W3C home > Mailing lists > Public > ietf-http-wg@w3.org > January to March 2013

Header field-name token and leading spaces

From: Karl Dubost <karl@la-grange.net>
Date: Sun, 3 Mar 2013 14:03:56 -0500
Message-Id: <02D76B3C-BED4-4E6C-BF72-6ED327FF72E8@la-grange.net>
To: HTTP Working Group <ietf-http-wg@w3.org>

This is a bit long but it came because we were trying to fix a bug into python library for HTTP headers and production rules.

request.add_header('foo', 'bar')
→ "foo:bar"
request.add_header(' foo', 'bar')
→ " foo:bar"
request.add_header('foo ', 'bar')
→ "foo :bar"

What I gathered from the spec:

In 3.2.  Header Fields, 

the header production rules are defined as:

     header-field   = field-name ":" OWS field-value BWS
     field-name     = token
     field-value    = *( field-content / obs-fold )
     field-content  = *( HTAB / SP / VCHAR / obs-text )
     obs-fold       = CRLF ( SP / HTAB )
                    ; obsolete line folding
                    ; see Section 3.2.4

   The field-name token labels the corresponding field-value as having
   the semantics defined by that header field.

So far so good, but we do not know what are the production rules for "field-name     = token". It might come later. Let's read a bit more. 

In 3.2.3, Whitespace, there are production rules for OWS, BWS, and RWS:

This defines at least the rules for 

     header-field   = field-name ":" OWS field-value BWS

which says basically.

OK    "Foo: bar"       (1 space or more)
OK    "Foo:	bar"   (1 tab or more)
OK    "Foo:bar"        (no space)
AVOID "Foo: bar "      (1 trailing space or more)
AVOID "Foo: bar "      (1 trailing tab or more)

AVOID means:

* senders SHOULD NOT generate it in messages.
* recipients MUST accept such bad optional whitespace and remove it
  before interpreting the field value or forwarding the message

ok cool. Let's go on.

In 3.2.4 Field Parsing

   No whitespace is allowed between the header field-name and colon.  

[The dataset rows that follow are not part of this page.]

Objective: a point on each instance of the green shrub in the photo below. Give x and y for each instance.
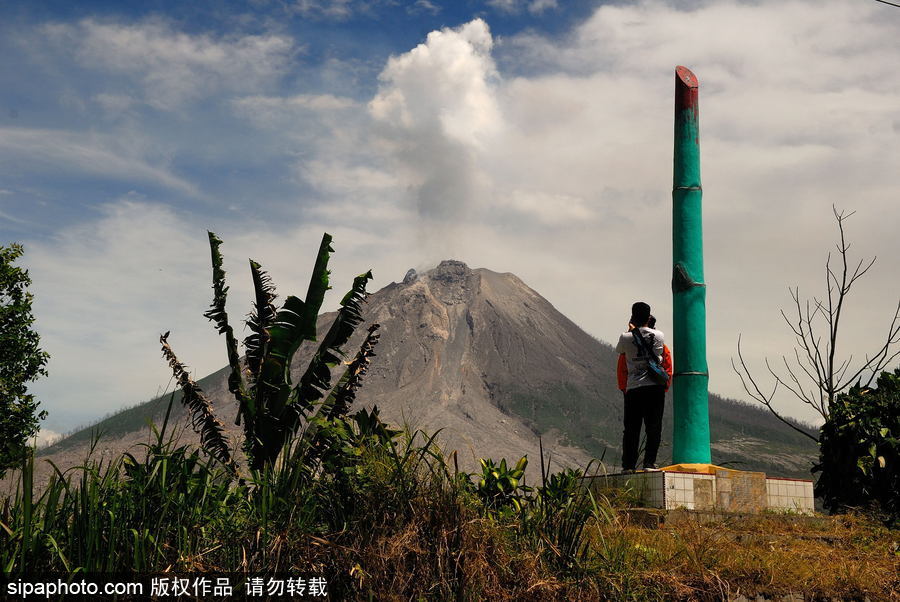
(860, 449)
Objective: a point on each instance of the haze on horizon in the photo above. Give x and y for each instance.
(519, 136)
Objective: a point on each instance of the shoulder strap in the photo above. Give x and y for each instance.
(639, 339)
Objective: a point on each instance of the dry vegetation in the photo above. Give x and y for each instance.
(391, 519)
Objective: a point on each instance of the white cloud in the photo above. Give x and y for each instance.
(331, 9)
(165, 67)
(550, 166)
(514, 6)
(86, 153)
(424, 6)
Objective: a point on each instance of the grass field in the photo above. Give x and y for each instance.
(388, 516)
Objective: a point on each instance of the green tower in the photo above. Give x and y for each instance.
(691, 381)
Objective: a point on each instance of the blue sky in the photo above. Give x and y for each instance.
(530, 136)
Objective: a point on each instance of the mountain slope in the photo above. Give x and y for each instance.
(484, 357)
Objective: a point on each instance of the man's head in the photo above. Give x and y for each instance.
(640, 313)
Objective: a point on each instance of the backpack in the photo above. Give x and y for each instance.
(657, 374)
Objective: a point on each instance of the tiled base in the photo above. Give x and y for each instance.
(725, 490)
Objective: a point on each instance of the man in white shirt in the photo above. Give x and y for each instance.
(644, 399)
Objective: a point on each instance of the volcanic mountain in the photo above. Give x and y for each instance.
(486, 359)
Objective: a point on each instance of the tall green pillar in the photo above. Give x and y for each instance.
(691, 382)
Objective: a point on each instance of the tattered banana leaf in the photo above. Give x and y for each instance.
(318, 374)
(217, 314)
(259, 320)
(203, 420)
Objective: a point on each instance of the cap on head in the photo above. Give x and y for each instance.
(640, 313)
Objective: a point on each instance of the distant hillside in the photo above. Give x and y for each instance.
(484, 357)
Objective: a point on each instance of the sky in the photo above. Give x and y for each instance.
(524, 136)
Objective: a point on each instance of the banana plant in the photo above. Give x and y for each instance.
(271, 406)
(499, 487)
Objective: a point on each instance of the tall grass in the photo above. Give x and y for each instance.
(385, 514)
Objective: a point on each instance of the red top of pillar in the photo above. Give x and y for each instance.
(687, 89)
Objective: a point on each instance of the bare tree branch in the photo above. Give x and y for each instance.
(759, 396)
(815, 354)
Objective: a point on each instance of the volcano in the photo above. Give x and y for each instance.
(489, 362)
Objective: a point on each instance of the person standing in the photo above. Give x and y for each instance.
(644, 398)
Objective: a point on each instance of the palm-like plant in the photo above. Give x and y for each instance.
(271, 405)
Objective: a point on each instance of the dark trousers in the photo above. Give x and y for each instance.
(642, 405)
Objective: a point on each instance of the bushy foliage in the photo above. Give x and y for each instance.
(860, 449)
(21, 361)
(271, 405)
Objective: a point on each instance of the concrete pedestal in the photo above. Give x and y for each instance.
(720, 490)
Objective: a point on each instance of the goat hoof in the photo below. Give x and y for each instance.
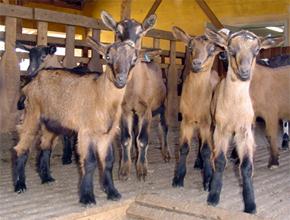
(20, 187)
(285, 145)
(206, 186)
(250, 208)
(198, 164)
(166, 156)
(273, 163)
(87, 199)
(177, 182)
(124, 172)
(47, 179)
(141, 172)
(114, 195)
(66, 161)
(213, 199)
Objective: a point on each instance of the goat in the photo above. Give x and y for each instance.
(271, 102)
(195, 102)
(43, 57)
(58, 101)
(145, 96)
(233, 112)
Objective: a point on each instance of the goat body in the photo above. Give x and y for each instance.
(270, 89)
(89, 106)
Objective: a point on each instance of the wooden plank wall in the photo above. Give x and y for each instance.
(9, 69)
(10, 73)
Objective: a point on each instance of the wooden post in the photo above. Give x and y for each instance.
(95, 62)
(69, 60)
(209, 13)
(187, 63)
(172, 105)
(125, 9)
(42, 33)
(153, 8)
(156, 43)
(9, 78)
(288, 34)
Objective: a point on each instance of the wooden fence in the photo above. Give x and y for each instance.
(9, 64)
(9, 69)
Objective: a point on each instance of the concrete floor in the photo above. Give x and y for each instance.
(60, 199)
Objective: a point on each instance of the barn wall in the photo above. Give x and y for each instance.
(183, 13)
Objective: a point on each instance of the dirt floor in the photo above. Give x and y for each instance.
(272, 187)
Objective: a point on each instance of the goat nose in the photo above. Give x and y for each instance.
(121, 77)
(196, 62)
(244, 71)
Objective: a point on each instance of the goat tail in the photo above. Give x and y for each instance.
(21, 102)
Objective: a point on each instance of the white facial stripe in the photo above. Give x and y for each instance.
(138, 30)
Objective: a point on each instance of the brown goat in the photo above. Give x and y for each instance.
(233, 112)
(195, 102)
(145, 95)
(60, 101)
(270, 89)
(271, 102)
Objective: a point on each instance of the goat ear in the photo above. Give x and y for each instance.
(180, 34)
(98, 46)
(108, 20)
(51, 49)
(219, 39)
(149, 23)
(23, 47)
(148, 54)
(268, 42)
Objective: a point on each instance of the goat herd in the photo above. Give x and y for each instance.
(122, 100)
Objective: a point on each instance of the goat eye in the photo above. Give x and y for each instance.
(232, 52)
(256, 51)
(211, 49)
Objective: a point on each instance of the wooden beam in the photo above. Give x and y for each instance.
(16, 11)
(172, 78)
(153, 8)
(288, 34)
(9, 78)
(126, 9)
(94, 63)
(209, 13)
(69, 59)
(42, 33)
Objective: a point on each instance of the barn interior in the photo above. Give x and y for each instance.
(66, 24)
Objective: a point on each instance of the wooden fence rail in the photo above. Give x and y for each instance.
(9, 63)
(9, 88)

So In production rules, we can't do:

BAD  "Foo :bar"    (1 or more space/tab before the ":")

   the past, differences in the handling of such whitespace have led to
   security vulnerabilities in request routing and response handling.  A
   server MUST reject any received request message that contains
   whitespace between a header field-name and colon with a response code
   of 400 (Bad Request).

OK. This is clear too. Tested on W3C Server, 

→ curl -I -H "foo :bar" --trace-ascii - http://www.w3.org/

W3C server sent back 

    HTTP/1.0 400 Bad request

Though not all servers do that:

→ curl -I -H "foo :bar" --trace-ascii - http://www.ietf.org/
HTTP/1.1 200 OK

There is a rule also for proxies:

  A proxy MUST remove any such whitespace from a
   response message before forwarding the message downstream.

"foo :bar" → "foo:bar"

MY QUESTION (finally) :) 

Nothing is said about 
" foo:bar"   (1 or more space/tab before the fied-name)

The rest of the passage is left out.